What gets you about NeverTrumpers is that they seem to have no interest in policy or significant current events. Frum apparently has nothing better to do, so devotes his time to producing copy for liberal publications who have nothing better to do than to attack the president for a ceremonial address whose content was of the sort you’d expect to find in a ceremonial address. Andrew Bacevich had occasion to produce articles where he critiqued the ceremonial remarks of George W. Bush as if they were inter-office memoranda, now we have David Frum complaining that ceremonial remarks aren’t policy white papers. The authors are either playing dumb or it’s not an act. You never quite know.

Lucius Quinctius Cincinnatus
Thursday, July 11, AD 2019 11:36am

I don’t like Trump. He doesn’t know a darn thing about the Constitution or the Bible. And he can’t speak coherently unless its from a staged script. And he has been a womanizer in the best (or worst) tradition of nuclear submarine sailors (having been one, I know whereof I speak). And he’s ten times worse than I was on Twitter (my 15 year old son asked why Twitter banned me for life and not Trump – Ha! Ha!). But darn it, Trump’s DONE good for the country regardless of what fee fi foo Frum says.
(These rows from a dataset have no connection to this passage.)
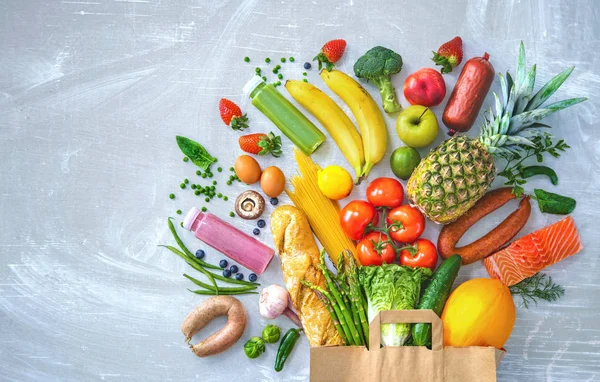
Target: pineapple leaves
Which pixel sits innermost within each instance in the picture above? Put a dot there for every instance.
(547, 90)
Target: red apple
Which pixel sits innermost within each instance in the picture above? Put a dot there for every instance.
(425, 87)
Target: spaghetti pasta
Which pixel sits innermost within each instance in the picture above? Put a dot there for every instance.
(322, 213)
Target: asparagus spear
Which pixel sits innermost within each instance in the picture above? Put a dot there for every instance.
(337, 311)
(332, 288)
(351, 270)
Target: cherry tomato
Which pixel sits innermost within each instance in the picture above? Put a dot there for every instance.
(373, 249)
(421, 253)
(385, 192)
(355, 217)
(406, 223)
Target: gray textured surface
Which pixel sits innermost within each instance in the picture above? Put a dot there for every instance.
(92, 94)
Taxes are down, employment is up, my paycheck is up, North Korea is at the table, Iran’s been warned, Mexico has compromised, and my nuclear company is getting 100s of millions of dollars from the US DOE under his leadership to design and build new (carbon-free, no global warming!) passively safe small modular reactors to keep your lights on, your computers energized and your air conditioners working. What the frack is not to like? The guy can’t talk lucidly and he’s a horny old goat? Heck, sounds like me (just ask my wife) and most other fairly normal men. Yes, darn it, I’ll vote for him in 2020 even if I have to hold my nose. God bless Donald Trump.